Artificial sweeteners, like those in diet sodas, can throw off the body\'s ability to know how many calories it needs. Also people may think they can consume more food because they are drinking a diet soda. (Justin Sullivan/Getty Images)

WASHINGTON – While the tongue might sing a happy tune when it gets a taste of Coca-Cola, new research shows the brain may pay the ultimate price.

NewScientist reports researchers in Australia say sugary drinks have a link to certain cancers, Alzheimer’s and Parkinson’s disease.

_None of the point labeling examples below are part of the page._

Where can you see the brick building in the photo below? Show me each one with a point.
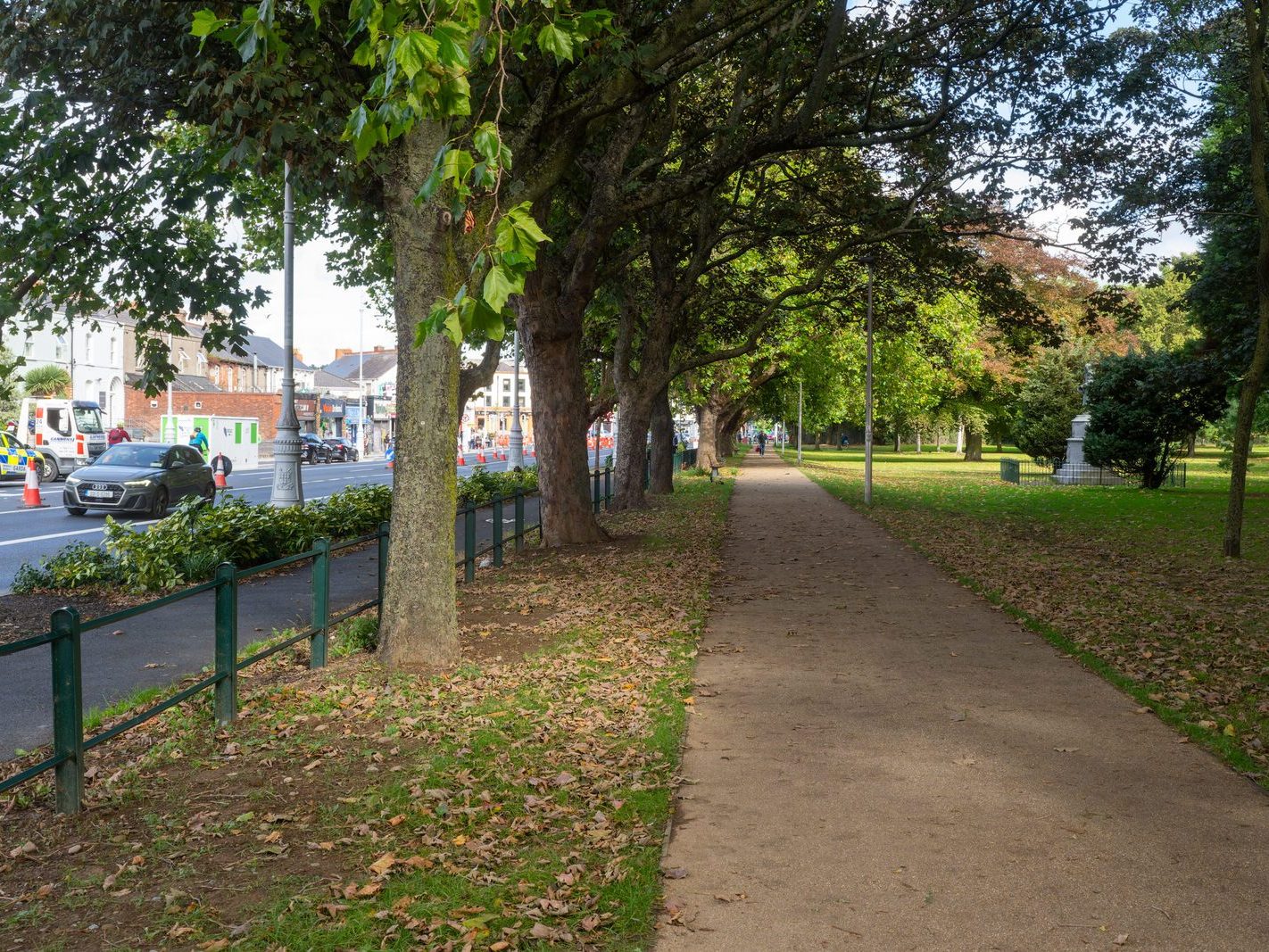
(195, 395)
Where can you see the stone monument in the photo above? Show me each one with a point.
(1075, 471)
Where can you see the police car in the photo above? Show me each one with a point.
(15, 457)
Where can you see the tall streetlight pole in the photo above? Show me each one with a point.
(516, 446)
(287, 488)
(361, 380)
(868, 261)
(800, 423)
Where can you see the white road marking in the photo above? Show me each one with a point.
(63, 534)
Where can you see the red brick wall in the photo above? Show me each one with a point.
(140, 415)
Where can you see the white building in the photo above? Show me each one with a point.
(487, 415)
(92, 353)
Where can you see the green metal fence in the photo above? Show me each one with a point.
(66, 630)
(1031, 472)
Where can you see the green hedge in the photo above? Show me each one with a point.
(187, 546)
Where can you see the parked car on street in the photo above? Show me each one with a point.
(313, 450)
(138, 477)
(15, 457)
(342, 448)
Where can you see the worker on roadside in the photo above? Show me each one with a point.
(199, 441)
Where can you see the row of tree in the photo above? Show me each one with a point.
(658, 197)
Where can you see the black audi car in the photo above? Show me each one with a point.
(342, 448)
(312, 450)
(141, 479)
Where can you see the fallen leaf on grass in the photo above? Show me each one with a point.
(384, 864)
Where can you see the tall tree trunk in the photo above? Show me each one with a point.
(636, 409)
(551, 333)
(972, 446)
(664, 444)
(707, 444)
(420, 621)
(1253, 382)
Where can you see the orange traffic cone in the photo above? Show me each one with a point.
(30, 492)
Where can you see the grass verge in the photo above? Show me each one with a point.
(518, 801)
(1128, 582)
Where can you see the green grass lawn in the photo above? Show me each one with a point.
(1130, 580)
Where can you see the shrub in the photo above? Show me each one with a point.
(361, 633)
(195, 537)
(1145, 408)
(74, 567)
(478, 488)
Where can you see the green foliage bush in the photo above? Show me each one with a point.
(188, 545)
(1145, 408)
(478, 488)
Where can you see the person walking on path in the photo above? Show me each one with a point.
(199, 441)
(883, 760)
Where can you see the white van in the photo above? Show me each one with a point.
(68, 432)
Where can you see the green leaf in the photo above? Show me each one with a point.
(486, 140)
(452, 41)
(206, 23)
(555, 41)
(500, 285)
(414, 51)
(456, 165)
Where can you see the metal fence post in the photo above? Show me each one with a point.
(519, 521)
(226, 642)
(384, 565)
(469, 542)
(498, 529)
(68, 709)
(321, 604)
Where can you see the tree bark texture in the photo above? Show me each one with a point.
(420, 621)
(1253, 382)
(707, 444)
(551, 333)
(664, 444)
(636, 417)
(972, 446)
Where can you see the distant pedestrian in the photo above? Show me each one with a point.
(199, 441)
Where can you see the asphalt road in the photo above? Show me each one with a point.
(30, 534)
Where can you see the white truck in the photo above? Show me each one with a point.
(68, 433)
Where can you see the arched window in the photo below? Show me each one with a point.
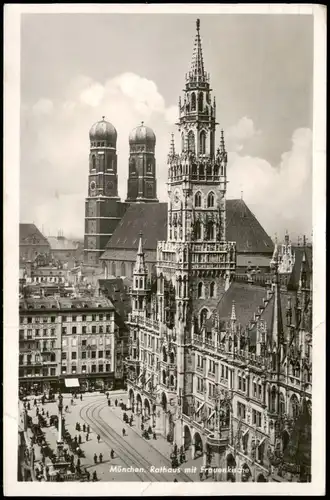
(164, 355)
(294, 406)
(198, 199)
(193, 101)
(202, 142)
(198, 230)
(203, 316)
(200, 102)
(210, 200)
(191, 141)
(282, 404)
(210, 231)
(273, 400)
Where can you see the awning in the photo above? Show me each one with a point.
(72, 382)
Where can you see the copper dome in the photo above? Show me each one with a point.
(142, 135)
(103, 131)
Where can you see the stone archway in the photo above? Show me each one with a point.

When rats were given sweet beverages, 20 percent of the proteins in parts of the brain associated with decision making were changed. The rats who drank water did not experience the change.

At the end of the study, the rats who consumed sugar were also hyperactive, which further supports the evidence.

“Hyperactivity is a physical sign that something unusual is happening in the brain,” Jane Franklin of the behavioral neuropharmacology lab at Macquarie University in Sydney, who conducted the study, tells NewScientist.

“We know that soft drinks are bad for the body, so it’s reasonable to assume that they aren’t doing anything good for your brain, either.”

While Franklin says the new data doesn’t confirm that sugary beverages cause these diseases, it does provide evidence that the connection needs additional study.